Antique Washstand

If I told you I paint furniture that would be a lie. The truth is, I paint a LOT of furniture. My objective is to transform furniture that has seen better days and give it a second chance. So I'm always on the lookout for another project piece. This washstand looked like a good project piece, so I snatched it up. But after I brought it home for further inspection, I decided to refurbish it instead of painting.


It's a solid wood piece circa late 1800's. The finish was in horrible condition and one of the doors was literally hanging on by a thread. The locking mechanism was missing. There were some holes in the door from the original latch (missing) and a knob that wasn't very pretty. If I filled the holes then I would need to paint it, so I decided to work with it as-is.

Someone had tried to reattach the hinges, but the screws they used were too long and were poking through the front of the door.

 The interior shelves are solid wood. But the wood was very dry. And dirty, yuk.

The interior of the drawer was yucky, too.

The top had some gouges in the wood and had some unsightly stains.

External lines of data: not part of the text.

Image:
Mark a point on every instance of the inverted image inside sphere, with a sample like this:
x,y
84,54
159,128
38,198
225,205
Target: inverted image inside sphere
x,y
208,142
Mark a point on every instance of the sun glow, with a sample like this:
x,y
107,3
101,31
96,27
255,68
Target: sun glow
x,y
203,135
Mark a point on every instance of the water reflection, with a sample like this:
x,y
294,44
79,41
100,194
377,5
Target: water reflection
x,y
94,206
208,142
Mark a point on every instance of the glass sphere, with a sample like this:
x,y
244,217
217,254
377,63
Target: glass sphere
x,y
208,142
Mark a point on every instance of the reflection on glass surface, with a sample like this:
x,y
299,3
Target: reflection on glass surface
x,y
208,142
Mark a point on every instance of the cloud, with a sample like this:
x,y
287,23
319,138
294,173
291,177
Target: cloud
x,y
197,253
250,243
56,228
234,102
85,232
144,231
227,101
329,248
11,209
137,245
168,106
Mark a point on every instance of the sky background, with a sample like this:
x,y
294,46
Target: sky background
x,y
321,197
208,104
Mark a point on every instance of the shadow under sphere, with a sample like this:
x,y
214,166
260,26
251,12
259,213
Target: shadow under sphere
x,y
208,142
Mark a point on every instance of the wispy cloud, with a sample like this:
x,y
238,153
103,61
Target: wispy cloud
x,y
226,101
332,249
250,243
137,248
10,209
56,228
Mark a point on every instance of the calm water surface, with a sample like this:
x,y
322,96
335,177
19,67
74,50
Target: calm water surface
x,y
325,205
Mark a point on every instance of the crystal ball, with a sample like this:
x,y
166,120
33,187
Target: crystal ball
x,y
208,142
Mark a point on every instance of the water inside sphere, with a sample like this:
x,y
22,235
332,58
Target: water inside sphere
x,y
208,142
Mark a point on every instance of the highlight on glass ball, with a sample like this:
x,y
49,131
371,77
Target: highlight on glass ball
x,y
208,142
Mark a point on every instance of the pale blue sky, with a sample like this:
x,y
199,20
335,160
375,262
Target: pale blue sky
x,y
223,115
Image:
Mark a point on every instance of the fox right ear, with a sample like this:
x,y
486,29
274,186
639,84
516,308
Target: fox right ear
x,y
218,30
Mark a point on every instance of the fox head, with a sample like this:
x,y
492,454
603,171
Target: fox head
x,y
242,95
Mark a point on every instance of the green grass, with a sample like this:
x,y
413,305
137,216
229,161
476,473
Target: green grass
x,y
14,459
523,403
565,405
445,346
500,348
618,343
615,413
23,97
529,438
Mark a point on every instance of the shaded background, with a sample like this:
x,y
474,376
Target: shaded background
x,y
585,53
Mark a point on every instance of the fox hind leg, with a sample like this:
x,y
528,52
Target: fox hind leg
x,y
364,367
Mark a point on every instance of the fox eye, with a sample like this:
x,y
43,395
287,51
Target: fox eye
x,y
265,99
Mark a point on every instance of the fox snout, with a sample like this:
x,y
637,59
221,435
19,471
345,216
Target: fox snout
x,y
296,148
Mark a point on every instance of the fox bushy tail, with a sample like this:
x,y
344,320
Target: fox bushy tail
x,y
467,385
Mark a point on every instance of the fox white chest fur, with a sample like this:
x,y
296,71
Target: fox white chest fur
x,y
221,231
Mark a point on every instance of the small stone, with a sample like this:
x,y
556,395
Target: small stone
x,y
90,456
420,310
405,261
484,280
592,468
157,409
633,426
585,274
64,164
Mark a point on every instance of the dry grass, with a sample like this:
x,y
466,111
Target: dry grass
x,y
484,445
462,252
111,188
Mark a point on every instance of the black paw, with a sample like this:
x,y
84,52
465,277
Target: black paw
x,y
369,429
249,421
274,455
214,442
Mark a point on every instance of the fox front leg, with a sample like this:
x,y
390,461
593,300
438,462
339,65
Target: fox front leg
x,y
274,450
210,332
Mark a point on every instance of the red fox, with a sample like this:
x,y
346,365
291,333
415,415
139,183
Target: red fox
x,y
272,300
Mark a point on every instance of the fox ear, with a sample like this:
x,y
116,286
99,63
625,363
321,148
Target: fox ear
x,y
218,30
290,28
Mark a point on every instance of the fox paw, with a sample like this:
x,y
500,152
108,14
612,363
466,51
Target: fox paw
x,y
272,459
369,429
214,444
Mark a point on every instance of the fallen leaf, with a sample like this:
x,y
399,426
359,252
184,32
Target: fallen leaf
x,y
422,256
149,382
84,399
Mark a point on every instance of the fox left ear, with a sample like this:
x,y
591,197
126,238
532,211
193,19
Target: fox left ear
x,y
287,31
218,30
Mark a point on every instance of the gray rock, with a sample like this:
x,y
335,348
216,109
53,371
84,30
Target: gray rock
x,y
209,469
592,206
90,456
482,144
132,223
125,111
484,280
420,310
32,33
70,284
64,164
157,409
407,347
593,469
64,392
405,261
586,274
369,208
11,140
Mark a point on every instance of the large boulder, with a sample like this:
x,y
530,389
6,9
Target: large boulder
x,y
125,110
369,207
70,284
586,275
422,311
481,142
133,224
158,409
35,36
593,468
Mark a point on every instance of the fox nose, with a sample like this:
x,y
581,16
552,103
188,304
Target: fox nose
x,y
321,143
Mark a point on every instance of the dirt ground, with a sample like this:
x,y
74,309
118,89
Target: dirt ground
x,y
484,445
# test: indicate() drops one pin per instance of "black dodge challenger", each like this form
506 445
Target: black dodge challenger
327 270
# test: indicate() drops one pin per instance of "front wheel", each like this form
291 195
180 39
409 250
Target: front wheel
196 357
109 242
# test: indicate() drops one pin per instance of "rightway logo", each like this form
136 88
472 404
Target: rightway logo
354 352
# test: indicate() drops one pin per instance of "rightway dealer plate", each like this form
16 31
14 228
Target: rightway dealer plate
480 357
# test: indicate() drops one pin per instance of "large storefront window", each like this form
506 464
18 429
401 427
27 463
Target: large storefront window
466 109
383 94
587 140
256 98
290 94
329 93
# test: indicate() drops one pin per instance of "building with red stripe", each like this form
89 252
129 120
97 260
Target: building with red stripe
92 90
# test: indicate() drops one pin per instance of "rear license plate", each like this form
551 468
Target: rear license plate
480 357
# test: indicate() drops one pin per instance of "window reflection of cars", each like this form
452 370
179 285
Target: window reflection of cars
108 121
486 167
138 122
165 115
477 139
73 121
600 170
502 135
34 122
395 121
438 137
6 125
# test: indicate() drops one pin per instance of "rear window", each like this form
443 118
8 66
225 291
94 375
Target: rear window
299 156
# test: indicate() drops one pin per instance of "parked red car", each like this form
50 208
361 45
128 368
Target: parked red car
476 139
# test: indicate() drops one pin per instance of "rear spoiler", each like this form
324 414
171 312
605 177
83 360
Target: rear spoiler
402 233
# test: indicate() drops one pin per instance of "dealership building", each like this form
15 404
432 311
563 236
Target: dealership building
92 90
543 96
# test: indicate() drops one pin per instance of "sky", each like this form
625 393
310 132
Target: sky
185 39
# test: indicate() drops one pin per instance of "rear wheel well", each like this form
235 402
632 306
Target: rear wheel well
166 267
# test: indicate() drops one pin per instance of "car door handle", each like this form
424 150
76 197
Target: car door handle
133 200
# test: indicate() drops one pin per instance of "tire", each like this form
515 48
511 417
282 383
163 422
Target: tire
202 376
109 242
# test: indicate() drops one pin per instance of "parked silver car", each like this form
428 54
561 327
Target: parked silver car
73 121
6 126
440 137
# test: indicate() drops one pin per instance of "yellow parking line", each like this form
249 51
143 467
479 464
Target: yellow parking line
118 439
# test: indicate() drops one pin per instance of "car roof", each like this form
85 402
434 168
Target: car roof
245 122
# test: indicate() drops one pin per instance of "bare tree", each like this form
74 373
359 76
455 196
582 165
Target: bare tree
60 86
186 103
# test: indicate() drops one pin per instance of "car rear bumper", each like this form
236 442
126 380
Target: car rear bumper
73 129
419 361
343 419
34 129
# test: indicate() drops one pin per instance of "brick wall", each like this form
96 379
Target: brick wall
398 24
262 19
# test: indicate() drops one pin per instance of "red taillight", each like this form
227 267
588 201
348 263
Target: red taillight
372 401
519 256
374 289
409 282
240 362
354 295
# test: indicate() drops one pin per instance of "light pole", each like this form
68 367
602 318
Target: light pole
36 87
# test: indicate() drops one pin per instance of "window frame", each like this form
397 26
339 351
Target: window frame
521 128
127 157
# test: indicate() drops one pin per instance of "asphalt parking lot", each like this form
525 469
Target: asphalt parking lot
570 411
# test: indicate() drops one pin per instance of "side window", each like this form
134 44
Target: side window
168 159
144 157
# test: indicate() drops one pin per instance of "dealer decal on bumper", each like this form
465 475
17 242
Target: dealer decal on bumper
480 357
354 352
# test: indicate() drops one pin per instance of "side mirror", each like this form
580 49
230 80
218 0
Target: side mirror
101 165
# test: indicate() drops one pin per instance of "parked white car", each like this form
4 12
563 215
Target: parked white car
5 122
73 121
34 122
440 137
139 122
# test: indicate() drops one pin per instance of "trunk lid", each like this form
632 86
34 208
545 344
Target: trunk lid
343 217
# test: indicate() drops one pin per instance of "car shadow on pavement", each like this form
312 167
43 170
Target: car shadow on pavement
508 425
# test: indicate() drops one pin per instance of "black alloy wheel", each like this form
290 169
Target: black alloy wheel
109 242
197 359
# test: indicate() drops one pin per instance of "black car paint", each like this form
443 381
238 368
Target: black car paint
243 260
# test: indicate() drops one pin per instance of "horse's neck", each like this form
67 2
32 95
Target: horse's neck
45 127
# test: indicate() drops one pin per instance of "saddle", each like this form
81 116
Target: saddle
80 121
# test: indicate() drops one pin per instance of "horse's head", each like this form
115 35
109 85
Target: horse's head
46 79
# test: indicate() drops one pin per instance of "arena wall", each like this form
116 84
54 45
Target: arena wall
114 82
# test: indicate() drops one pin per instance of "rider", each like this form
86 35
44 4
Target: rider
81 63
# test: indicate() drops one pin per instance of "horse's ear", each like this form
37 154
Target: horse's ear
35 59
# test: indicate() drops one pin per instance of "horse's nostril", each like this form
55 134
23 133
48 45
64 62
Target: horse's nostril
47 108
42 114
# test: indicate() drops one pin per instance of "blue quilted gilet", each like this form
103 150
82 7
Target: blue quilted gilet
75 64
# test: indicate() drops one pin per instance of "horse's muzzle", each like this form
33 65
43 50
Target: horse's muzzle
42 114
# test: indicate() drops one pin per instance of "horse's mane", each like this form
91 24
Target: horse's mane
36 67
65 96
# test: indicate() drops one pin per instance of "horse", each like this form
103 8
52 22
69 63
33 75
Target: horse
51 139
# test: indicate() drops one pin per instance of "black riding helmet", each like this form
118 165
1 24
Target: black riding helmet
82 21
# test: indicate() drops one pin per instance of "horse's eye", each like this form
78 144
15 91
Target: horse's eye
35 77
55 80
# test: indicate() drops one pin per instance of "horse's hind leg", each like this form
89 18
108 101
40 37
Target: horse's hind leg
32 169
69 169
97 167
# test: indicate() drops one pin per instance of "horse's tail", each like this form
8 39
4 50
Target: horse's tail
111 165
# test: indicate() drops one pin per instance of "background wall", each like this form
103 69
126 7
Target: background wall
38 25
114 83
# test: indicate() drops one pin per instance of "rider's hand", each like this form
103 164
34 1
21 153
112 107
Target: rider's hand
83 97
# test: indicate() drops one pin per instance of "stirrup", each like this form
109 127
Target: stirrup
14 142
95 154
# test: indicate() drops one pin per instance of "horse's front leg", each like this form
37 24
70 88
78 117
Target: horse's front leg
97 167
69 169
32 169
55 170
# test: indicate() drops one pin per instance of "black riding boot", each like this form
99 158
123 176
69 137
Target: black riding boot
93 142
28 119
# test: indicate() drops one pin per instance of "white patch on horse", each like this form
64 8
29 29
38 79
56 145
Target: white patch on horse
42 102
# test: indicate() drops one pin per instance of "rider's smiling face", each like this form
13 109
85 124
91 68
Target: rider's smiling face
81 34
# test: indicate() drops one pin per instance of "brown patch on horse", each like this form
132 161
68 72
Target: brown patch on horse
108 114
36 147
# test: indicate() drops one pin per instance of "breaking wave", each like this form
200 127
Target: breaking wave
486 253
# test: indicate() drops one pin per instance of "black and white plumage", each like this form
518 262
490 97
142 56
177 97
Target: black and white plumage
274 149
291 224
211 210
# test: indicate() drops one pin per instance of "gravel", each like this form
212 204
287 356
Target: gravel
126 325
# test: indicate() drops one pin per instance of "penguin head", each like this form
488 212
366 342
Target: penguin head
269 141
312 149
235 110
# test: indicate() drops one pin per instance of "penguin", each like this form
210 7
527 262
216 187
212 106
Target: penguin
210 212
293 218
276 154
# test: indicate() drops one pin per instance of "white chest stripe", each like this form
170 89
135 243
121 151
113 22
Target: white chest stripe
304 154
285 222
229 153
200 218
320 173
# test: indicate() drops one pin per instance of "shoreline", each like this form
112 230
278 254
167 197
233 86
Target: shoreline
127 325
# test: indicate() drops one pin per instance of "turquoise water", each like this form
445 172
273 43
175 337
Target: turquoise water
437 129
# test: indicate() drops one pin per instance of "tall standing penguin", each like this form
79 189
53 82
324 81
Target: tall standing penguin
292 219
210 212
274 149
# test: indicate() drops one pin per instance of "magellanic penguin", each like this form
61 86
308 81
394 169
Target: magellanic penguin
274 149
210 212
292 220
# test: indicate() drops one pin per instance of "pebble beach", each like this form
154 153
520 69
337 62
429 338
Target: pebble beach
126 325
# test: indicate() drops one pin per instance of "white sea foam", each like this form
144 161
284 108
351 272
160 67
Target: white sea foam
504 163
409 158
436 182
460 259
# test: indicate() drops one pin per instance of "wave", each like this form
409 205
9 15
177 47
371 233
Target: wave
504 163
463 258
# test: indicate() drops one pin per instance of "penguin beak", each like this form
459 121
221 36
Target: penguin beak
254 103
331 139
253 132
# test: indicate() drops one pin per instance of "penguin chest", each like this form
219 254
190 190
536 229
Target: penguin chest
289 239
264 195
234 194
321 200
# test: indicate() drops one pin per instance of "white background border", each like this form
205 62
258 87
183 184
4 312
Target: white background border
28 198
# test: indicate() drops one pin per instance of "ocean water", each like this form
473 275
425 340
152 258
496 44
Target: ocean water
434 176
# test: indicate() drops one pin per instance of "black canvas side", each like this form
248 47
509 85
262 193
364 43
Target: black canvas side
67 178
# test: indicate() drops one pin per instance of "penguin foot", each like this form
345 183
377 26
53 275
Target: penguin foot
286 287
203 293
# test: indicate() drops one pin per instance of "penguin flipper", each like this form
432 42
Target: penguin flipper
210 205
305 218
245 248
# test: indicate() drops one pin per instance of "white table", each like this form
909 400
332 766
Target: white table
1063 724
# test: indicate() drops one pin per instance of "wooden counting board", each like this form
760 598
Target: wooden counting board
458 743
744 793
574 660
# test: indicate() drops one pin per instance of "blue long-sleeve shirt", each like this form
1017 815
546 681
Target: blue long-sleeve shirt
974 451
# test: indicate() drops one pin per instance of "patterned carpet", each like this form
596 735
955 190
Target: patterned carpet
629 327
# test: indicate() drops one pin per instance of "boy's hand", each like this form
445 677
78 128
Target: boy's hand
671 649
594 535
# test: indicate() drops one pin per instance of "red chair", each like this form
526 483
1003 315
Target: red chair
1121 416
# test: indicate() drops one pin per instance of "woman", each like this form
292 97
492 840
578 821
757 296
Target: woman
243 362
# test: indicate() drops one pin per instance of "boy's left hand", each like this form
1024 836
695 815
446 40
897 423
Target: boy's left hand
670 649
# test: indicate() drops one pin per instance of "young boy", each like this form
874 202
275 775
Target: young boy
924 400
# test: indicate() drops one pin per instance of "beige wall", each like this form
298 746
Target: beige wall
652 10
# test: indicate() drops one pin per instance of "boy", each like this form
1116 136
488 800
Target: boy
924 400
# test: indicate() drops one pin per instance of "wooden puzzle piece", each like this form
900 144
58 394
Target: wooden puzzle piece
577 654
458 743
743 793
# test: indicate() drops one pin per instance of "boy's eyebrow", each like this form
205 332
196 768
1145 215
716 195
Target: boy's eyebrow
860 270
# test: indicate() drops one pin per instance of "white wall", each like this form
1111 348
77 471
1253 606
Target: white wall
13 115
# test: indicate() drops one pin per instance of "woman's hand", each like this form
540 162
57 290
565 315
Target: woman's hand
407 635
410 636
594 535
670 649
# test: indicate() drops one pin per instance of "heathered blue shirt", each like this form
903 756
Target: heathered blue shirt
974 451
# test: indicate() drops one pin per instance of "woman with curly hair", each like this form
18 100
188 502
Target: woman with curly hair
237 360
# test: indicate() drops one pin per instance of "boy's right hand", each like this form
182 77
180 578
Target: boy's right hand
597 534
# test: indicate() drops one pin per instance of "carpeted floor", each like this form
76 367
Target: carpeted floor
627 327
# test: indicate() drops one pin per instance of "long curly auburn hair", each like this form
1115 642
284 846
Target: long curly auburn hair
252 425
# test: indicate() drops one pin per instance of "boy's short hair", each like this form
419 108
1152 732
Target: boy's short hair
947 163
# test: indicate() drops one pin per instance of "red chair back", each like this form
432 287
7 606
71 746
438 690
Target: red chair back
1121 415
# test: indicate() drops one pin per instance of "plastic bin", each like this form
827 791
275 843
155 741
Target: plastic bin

So for the first order of business, I sanded down the top with my orbital sander. I stained the top and sealed it with a clear top coat.

Next I applied Restor-A-Finish with a shop cloth and then beeswax for conditioning.

The photo below is the refinishing in process. The wood took on a lovely patina.

Since the screws were previously drilled through to the front, my husband filled the holes with wood dowels and inserted the right size screws in order to reattach the door.


Now it's a lovely piece once again while still retaining a bit of the rustic charm and history. I'll be honest and tell you I much prefer to paint furniture, but I don't paint unless I think it will add value. Nevertheless, if this one doesn't sell then I will reconsider painting it, but I hope a buyer sees the beauty of it.